Les faits: Après le boulot, je vais au cinéma avec ma douce. Les billets de cinéma ne sont pas gratuits, on les PAYE, puis on s'installe dans la salle, pour regarder Les Noces funèbres de Tim Burton, en VO. Chouette, après le quart d'heure de PUB, on constate qu'il n'y a pas beaucoup de monde : les conditions optimales sont réunies (pas de gamin qui braille, pas de jeunes écervelées qui gloussent au moindre changement de scène...). Et alors tout part en couille : il a régulièrement des coupures sons, ce qui est inacceptable, mais en plus, on est gratifié d'un défilé incessants de CONNARDS qui ouvrent la porte, restent scotchés un moment, constatent que le film tourne bien, et hèlent à leurs potes CONNARDS aux aussi que Si si, il y a bien un film ici.

Explications de la situation: Ce soir, c'est la fin du ramadan, et des CONNARDS en profitent pour foutre le bronx (attention, je ne fais pas l'amalgame entre les musulmans et les CONNARDS, même s'il y en a, comme partout et ce pour toutes les religions). Il y a eu des troubles en début d'après-midi à l'UGC qui a été contraint de fermer quelques heures. Et au Gaumont Wilson, ce soir, pour éviter des complications (malgrè des hordes de CRS qui arpentent les rues), la direction a décidé de laisser ces CONNARDS faire chier les spectateurs dans les salles. C'est inaceptable, c'est du foutage de gueule. On PAYE, on se coltine de la PUB, le son est POURRI et en plus, maintenant, on laisse des troubles-fêtes nous emmerder ?
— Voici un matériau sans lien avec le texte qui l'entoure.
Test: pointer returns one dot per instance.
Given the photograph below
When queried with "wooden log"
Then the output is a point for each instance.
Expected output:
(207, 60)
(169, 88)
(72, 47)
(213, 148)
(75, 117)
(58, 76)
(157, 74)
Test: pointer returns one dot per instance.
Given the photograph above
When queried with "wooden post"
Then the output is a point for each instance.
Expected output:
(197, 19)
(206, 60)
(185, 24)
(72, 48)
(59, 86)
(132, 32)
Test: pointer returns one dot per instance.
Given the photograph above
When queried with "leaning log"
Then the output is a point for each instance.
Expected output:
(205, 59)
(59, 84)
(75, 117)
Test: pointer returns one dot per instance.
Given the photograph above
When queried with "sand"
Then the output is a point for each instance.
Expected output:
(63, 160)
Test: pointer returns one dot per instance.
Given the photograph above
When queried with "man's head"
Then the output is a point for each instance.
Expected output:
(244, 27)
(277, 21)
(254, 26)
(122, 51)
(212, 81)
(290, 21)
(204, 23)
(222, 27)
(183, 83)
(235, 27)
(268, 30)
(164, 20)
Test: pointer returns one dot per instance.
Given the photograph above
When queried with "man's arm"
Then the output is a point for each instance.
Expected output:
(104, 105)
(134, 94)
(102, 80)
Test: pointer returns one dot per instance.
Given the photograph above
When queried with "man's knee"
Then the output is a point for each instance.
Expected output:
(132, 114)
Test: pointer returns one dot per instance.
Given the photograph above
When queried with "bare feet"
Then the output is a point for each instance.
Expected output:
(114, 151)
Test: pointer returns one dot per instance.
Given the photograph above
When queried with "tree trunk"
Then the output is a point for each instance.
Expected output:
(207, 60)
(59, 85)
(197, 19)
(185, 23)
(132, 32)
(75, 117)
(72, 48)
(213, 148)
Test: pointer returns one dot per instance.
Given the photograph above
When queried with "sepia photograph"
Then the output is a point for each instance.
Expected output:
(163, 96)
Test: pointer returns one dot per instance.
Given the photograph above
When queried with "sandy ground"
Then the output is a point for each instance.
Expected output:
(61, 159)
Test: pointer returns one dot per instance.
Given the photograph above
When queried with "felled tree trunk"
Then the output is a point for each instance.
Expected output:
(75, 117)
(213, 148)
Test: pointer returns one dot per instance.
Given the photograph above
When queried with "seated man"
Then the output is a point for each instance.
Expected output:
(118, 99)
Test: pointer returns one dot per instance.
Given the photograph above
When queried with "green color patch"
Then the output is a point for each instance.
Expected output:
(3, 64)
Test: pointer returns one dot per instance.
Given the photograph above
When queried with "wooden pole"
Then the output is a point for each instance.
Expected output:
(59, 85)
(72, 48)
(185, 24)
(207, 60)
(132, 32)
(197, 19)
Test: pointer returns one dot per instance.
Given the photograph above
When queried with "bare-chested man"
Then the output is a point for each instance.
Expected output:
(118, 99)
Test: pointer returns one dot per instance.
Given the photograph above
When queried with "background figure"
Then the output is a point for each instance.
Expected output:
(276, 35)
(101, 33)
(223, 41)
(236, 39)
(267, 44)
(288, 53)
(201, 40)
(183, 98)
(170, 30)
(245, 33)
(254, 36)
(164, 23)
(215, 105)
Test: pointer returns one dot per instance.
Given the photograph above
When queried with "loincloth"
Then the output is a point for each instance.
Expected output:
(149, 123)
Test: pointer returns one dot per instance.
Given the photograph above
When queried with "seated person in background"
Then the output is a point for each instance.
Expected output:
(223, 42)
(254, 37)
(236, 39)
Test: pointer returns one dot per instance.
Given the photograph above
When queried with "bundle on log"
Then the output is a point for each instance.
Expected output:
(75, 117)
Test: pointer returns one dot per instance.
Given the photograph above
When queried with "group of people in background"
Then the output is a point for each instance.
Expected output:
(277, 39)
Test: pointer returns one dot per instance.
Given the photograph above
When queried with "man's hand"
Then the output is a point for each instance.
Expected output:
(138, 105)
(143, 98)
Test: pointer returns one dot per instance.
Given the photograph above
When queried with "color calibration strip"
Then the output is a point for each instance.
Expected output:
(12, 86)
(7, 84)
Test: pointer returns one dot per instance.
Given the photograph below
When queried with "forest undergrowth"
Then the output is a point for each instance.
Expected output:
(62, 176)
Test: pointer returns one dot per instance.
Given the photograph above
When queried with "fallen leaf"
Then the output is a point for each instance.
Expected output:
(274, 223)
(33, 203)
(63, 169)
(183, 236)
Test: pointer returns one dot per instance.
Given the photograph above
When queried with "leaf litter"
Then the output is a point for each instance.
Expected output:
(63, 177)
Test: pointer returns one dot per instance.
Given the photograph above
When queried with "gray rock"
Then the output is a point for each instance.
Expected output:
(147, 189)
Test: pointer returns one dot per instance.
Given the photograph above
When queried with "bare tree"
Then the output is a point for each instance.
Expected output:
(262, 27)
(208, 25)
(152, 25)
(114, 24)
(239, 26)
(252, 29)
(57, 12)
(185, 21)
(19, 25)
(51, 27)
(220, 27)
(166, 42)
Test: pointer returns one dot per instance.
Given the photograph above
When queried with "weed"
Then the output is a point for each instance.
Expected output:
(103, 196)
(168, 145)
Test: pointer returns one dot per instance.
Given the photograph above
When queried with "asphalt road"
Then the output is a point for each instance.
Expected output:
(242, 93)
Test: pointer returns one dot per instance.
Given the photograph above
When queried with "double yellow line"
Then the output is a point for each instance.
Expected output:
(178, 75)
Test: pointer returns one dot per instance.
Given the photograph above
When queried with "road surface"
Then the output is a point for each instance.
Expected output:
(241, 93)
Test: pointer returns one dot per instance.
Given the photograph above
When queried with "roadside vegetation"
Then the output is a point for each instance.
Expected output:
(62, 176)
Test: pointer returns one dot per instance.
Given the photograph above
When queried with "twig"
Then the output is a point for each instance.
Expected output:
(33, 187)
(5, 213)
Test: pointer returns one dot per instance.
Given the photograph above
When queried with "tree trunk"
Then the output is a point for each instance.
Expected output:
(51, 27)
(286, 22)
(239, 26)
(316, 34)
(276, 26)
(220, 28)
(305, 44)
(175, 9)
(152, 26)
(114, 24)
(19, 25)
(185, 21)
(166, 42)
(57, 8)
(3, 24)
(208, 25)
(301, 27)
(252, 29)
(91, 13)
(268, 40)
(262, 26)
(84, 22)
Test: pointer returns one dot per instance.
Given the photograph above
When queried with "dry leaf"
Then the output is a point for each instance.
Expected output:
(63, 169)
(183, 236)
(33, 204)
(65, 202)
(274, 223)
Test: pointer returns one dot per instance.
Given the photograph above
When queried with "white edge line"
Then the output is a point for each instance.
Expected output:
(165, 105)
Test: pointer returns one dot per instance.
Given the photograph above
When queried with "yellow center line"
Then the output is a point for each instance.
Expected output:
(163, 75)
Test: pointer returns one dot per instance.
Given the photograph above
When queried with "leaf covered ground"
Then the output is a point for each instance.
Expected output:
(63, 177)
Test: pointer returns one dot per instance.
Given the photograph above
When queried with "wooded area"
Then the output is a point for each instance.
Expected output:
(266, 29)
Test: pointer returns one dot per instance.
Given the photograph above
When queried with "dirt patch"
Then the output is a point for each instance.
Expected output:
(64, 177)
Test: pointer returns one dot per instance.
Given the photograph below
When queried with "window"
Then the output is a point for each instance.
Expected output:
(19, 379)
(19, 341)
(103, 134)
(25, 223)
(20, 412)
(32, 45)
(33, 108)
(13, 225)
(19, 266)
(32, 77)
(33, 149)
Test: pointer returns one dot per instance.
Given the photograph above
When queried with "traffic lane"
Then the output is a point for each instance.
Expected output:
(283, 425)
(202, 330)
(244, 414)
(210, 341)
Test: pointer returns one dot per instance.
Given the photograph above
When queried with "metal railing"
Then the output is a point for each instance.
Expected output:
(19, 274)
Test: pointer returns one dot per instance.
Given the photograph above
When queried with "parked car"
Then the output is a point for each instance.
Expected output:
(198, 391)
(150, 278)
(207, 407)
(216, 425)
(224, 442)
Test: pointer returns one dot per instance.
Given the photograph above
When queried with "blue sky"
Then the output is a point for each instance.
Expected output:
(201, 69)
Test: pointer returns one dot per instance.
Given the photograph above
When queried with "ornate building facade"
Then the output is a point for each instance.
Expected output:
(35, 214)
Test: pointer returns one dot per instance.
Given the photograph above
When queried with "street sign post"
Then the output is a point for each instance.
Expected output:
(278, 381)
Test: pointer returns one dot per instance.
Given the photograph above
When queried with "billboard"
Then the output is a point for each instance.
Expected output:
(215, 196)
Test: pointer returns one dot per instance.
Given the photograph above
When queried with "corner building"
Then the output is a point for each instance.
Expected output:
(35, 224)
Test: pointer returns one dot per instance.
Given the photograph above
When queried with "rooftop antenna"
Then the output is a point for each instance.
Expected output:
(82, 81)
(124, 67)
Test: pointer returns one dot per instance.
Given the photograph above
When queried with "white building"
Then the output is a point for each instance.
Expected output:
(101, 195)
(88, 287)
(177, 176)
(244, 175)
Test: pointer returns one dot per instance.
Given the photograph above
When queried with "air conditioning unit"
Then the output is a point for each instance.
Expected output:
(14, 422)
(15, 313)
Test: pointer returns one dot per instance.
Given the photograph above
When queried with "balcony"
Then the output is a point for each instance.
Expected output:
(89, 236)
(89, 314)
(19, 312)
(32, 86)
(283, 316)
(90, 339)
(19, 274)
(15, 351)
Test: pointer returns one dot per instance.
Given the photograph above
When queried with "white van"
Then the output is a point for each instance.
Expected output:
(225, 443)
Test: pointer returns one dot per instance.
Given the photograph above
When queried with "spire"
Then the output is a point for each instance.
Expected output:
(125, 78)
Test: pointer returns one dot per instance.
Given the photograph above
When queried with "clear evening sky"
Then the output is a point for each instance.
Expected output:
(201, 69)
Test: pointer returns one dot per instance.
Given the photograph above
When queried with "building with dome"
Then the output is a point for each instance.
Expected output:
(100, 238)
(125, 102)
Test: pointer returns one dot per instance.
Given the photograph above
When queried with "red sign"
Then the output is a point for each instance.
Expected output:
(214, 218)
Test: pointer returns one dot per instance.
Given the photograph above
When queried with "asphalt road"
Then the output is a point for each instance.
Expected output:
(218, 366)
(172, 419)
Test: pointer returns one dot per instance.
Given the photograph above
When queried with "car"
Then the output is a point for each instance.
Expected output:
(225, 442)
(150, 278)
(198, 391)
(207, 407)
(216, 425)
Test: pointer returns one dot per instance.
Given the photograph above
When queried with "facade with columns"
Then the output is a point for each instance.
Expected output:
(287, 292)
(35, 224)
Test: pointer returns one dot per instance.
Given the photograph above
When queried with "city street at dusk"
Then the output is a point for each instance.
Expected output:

C'est décidé, je ne remettrai plus jamais les pieds au Gaumont Wilson. Le cinéma, plus généralement, prend une tournure de plus en plus pourrie, et mon Home-Cinéma est de plus en plus confortable. C'est une bête histoire de rapport qualité-prix. Même avec des tarifs préférentiels, deux places de ciné, c'est le coût d'un DVD trois à six mois après sa sortie! Et chez soi, on a un son toujours correct, une image nickel, pas de visites intemprestives... (on peut aussi louer ou emprunter, ça coûte encore moins cher)

A Toulouse, il ne reste d'acceptable que l'Utopia (pour ses spectateurs plus civilisés et ses films de moins grande distribution) et le Gaumont de Labège, techniquement impeccable mais géographiquement un peu trop éloigné.